I found nibbed scarfs do a much better job of hiding the glue line. They take a bit longer to make, but are worth the effort if you're leaving it bright. Make your nib as deep as the radius you intend to round over on the edge or you'll still have that thick glue line at the edge.

MoMan
02-07-2016, 09:51 PM
Some success followed by a dose of failure. Let's address the positives first. I've dry fitted my smaller, lower rub rails. I love them! I tapered the ends to make them a little lighter. As previously mentioned, I plan to oil these along with the bow stem, etc.
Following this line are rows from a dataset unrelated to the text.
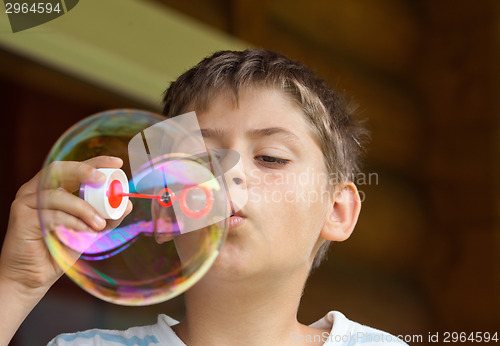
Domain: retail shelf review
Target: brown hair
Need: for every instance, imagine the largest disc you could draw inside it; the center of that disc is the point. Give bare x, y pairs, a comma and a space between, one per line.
332, 123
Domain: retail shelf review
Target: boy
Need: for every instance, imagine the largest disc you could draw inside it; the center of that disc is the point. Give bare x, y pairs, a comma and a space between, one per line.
285, 123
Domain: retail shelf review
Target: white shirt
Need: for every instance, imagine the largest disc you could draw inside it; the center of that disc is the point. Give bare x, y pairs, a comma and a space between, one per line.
343, 332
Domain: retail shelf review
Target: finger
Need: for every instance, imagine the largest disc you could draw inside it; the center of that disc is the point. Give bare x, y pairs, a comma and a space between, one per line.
56, 218
69, 174
112, 224
60, 199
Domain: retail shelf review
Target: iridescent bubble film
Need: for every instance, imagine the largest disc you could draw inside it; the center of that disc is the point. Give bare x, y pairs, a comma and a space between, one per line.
180, 207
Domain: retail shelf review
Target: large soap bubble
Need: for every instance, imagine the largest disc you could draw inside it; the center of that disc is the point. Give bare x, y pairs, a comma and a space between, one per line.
180, 207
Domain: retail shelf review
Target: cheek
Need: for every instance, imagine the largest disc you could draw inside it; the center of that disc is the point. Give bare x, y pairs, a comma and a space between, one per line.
293, 209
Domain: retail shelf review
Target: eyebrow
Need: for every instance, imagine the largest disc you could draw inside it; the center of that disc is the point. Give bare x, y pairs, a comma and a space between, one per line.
255, 133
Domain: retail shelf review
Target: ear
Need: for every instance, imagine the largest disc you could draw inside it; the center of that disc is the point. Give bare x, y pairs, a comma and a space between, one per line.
343, 213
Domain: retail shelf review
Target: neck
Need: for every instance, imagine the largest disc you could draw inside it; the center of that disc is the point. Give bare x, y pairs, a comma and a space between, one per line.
252, 311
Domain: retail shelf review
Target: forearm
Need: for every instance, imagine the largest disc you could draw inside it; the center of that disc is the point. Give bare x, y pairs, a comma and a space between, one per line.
16, 302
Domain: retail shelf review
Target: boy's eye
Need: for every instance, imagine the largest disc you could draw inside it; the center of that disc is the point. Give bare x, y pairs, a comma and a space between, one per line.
270, 160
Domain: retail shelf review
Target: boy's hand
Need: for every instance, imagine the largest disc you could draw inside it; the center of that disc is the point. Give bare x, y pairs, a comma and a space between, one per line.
25, 260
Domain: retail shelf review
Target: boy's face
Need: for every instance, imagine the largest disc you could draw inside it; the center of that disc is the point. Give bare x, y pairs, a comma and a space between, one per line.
284, 171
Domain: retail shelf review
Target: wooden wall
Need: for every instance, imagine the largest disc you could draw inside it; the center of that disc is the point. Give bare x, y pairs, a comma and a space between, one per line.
425, 254
425, 75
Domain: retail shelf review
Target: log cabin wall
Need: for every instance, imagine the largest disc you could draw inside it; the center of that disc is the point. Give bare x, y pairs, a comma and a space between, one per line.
424, 256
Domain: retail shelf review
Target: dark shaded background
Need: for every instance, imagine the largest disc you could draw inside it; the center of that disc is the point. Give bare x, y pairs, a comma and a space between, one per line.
425, 254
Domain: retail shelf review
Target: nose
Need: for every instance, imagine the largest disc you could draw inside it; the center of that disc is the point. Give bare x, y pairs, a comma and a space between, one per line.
235, 179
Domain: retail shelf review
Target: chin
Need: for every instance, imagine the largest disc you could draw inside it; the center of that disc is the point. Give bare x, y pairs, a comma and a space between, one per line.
233, 263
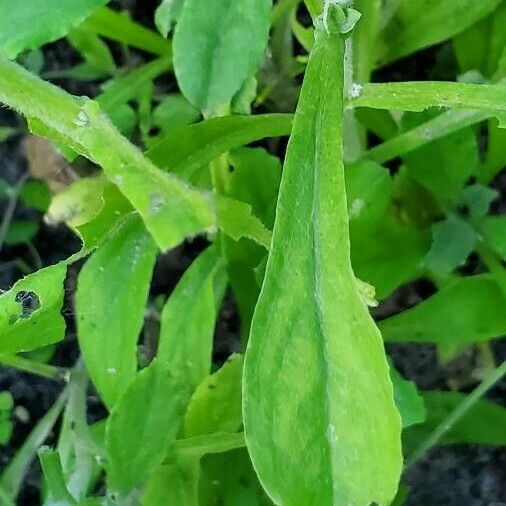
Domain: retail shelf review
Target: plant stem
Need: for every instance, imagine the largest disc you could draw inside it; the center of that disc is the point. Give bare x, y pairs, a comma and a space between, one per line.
40, 369
456, 415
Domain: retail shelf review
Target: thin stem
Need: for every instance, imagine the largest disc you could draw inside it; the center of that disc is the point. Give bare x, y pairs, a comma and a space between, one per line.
11, 207
456, 415
40, 369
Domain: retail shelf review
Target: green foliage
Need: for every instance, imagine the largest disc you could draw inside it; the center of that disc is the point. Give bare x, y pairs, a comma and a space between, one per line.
217, 45
28, 26
309, 336
288, 249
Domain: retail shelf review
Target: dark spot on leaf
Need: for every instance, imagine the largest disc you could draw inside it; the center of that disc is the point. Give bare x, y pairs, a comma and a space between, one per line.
29, 301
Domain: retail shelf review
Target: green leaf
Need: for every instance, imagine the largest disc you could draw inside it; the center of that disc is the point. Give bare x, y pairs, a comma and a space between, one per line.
167, 14
79, 203
20, 232
217, 46
442, 166
218, 442
477, 198
216, 403
422, 23
186, 150
30, 311
171, 210
483, 424
173, 112
117, 26
30, 25
255, 180
453, 240
142, 426
493, 229
418, 96
12, 476
465, 311
111, 296
313, 344
388, 255
6, 405
94, 51
442, 125
228, 479
174, 483
368, 192
53, 473
407, 399
128, 86
35, 194
188, 319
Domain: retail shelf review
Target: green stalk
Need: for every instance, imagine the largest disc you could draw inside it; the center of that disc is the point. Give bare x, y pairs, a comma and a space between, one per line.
456, 415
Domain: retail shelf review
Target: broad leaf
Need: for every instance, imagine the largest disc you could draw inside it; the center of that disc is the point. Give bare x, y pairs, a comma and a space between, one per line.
465, 311
142, 426
28, 25
111, 296
217, 46
313, 345
30, 312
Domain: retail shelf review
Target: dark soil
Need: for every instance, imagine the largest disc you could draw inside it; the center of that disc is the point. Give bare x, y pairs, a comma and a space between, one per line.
450, 476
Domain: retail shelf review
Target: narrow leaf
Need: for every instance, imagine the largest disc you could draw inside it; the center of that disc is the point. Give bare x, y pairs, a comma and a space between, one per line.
315, 372
142, 426
188, 318
110, 301
467, 310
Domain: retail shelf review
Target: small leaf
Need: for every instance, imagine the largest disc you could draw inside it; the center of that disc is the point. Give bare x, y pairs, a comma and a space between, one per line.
493, 229
167, 14
142, 426
173, 112
30, 311
217, 45
407, 399
453, 241
369, 192
477, 198
111, 296
466, 310
216, 403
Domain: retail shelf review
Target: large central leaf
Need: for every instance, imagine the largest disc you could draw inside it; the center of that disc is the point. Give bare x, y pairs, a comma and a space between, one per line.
319, 415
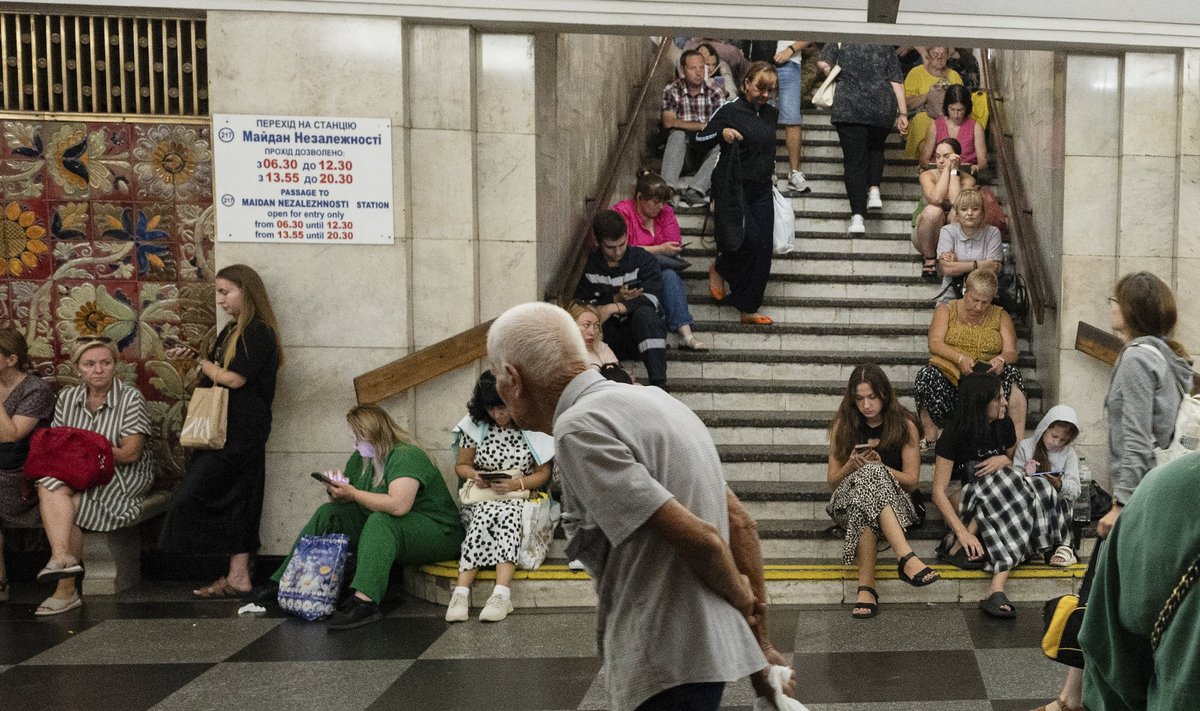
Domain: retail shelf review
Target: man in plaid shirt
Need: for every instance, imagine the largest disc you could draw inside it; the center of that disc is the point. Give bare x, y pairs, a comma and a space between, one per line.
688, 103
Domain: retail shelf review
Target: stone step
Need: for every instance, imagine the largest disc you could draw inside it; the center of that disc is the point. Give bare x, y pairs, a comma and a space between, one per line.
725, 333
727, 393
827, 286
811, 310
555, 586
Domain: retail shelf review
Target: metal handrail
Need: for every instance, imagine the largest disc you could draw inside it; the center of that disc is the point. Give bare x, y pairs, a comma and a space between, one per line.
562, 286
1025, 234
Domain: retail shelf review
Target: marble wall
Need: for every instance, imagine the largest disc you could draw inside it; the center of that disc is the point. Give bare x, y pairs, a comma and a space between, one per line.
472, 130
1129, 197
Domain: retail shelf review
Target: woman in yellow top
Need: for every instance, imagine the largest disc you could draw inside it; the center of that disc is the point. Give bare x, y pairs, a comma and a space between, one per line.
924, 89
969, 335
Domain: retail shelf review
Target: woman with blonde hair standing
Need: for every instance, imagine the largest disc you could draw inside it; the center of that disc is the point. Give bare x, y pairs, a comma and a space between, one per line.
217, 507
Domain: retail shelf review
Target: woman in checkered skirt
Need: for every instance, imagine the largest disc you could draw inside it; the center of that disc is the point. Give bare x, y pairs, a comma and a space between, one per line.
874, 464
1001, 517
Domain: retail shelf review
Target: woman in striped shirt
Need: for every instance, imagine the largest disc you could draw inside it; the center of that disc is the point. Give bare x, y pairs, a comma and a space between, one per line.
118, 411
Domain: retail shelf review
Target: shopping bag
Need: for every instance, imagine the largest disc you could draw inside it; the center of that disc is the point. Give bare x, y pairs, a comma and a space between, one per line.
539, 515
785, 222
208, 412
312, 580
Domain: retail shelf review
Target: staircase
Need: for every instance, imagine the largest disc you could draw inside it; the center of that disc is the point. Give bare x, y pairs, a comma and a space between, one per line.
768, 393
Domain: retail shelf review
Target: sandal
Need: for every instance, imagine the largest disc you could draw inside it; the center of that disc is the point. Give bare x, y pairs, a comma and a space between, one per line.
718, 291
873, 609
995, 605
1063, 557
929, 268
756, 320
922, 578
219, 590
54, 605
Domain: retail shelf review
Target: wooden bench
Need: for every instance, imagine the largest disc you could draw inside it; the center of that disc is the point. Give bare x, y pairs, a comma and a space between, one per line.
113, 559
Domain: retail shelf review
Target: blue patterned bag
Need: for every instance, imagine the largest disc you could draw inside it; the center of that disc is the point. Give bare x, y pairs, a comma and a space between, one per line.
313, 577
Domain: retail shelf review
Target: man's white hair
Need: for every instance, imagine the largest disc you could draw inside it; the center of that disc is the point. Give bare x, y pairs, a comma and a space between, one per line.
540, 340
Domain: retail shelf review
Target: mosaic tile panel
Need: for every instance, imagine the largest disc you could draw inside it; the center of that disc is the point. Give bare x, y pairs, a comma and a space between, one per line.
106, 228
https://farm2.staticflickr.com/1457/24879119085_eec5e923fe_z.jpg (https://flic.kr/p/DUtZk4)

https://farm2.staticflickr.com/1536/24250456884_c70e2787c8_z.jpg (https://flic.kr/p/CWVVXA)
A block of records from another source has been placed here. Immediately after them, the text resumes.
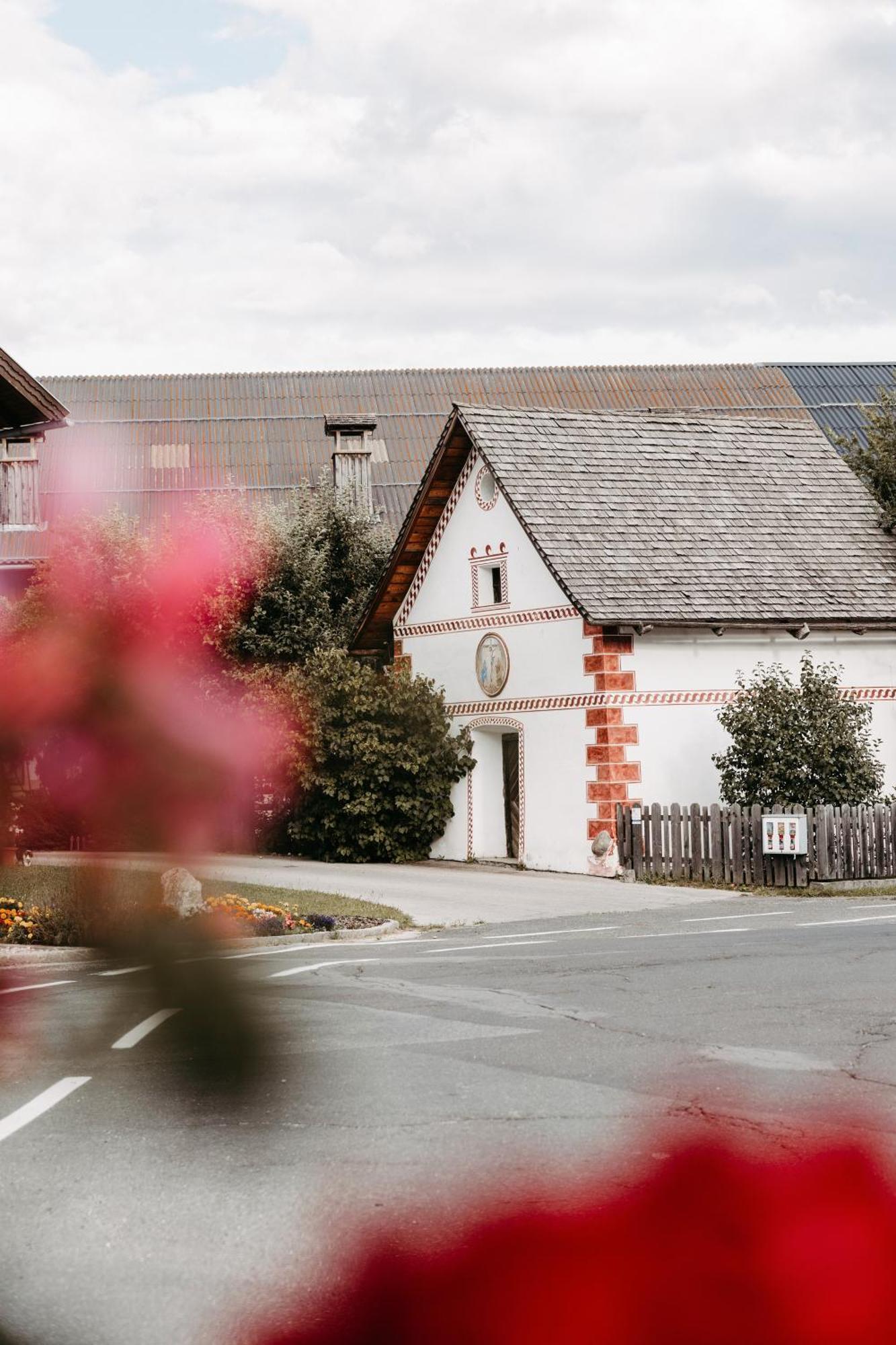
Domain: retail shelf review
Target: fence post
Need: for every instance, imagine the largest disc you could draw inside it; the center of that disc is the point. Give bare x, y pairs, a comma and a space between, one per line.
756, 875
715, 844
657, 841
638, 847
696, 844
801, 861
674, 852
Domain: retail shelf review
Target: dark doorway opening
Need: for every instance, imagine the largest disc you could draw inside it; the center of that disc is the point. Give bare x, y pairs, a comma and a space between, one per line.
510, 757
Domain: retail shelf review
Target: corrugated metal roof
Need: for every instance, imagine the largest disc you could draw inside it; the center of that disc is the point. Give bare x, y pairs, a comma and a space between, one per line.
267, 432
834, 395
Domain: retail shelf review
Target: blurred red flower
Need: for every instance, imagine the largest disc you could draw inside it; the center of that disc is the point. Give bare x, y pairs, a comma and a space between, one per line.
112, 685
710, 1249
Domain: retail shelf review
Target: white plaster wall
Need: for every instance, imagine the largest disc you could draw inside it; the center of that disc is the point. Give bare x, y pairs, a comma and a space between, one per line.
677, 742
545, 660
447, 591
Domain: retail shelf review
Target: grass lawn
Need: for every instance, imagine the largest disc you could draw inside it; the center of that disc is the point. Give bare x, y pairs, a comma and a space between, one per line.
60, 886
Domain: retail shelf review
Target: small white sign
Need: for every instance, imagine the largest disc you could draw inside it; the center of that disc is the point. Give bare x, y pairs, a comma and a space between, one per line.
784, 835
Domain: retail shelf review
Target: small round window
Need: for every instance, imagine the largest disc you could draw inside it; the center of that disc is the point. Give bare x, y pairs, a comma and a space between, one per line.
486, 489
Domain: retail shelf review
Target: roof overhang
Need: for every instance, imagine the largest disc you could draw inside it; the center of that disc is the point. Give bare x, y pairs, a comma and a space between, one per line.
446, 465
25, 403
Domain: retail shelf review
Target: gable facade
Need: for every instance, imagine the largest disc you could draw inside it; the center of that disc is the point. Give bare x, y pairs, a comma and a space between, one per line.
594, 715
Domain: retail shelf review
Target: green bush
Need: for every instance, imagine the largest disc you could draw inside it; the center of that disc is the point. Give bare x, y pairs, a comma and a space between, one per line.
797, 743
376, 765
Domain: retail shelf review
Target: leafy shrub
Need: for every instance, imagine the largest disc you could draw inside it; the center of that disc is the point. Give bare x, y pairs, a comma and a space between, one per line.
797, 743
374, 765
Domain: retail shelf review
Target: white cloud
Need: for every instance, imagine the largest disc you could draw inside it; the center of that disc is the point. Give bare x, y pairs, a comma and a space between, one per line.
526, 181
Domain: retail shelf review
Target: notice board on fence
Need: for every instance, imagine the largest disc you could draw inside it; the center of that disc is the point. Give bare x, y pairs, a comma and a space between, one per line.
784, 835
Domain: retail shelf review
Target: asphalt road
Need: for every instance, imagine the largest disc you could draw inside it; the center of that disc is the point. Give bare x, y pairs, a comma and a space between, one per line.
140, 1210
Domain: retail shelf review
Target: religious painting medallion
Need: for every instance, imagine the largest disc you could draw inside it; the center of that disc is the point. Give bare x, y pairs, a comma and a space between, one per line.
493, 665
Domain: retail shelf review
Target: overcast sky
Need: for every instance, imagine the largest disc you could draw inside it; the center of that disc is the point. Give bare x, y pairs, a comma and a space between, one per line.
212, 185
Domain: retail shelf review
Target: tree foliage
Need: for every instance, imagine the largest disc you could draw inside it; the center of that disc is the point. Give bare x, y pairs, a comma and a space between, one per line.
374, 765
325, 560
874, 461
797, 742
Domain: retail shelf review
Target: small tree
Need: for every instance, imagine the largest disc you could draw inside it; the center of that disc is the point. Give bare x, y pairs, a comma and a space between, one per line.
325, 562
874, 461
376, 765
797, 743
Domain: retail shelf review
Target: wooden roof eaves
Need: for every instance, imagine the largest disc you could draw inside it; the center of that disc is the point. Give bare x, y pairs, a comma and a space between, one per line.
372, 634
48, 410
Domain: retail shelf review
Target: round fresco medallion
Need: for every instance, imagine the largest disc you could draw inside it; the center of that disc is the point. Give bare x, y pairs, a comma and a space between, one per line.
493, 665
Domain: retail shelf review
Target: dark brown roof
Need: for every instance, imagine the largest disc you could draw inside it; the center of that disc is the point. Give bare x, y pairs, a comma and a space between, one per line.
150, 443
24, 400
666, 520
https://farm2.staticflickr.com/1513/24760697962_7a80d33100_z.jpg (https://flic.kr/p/DJ23Ry)

https://farm2.staticflickr.com/1659/24760697712_6f723c35bf_z.jpg (https://flic.kr/p/DJ23Mf)

Obviously I still have some touch up work to do. But this certainly offers a good view of where we are headed.

Another positive in my day was tackling the staves for the birds mouth mast:
https://farm2.staticflickr.com/1506/24518062399_51aff9c137_z.jpg (https://flic.kr/p/DmztKM)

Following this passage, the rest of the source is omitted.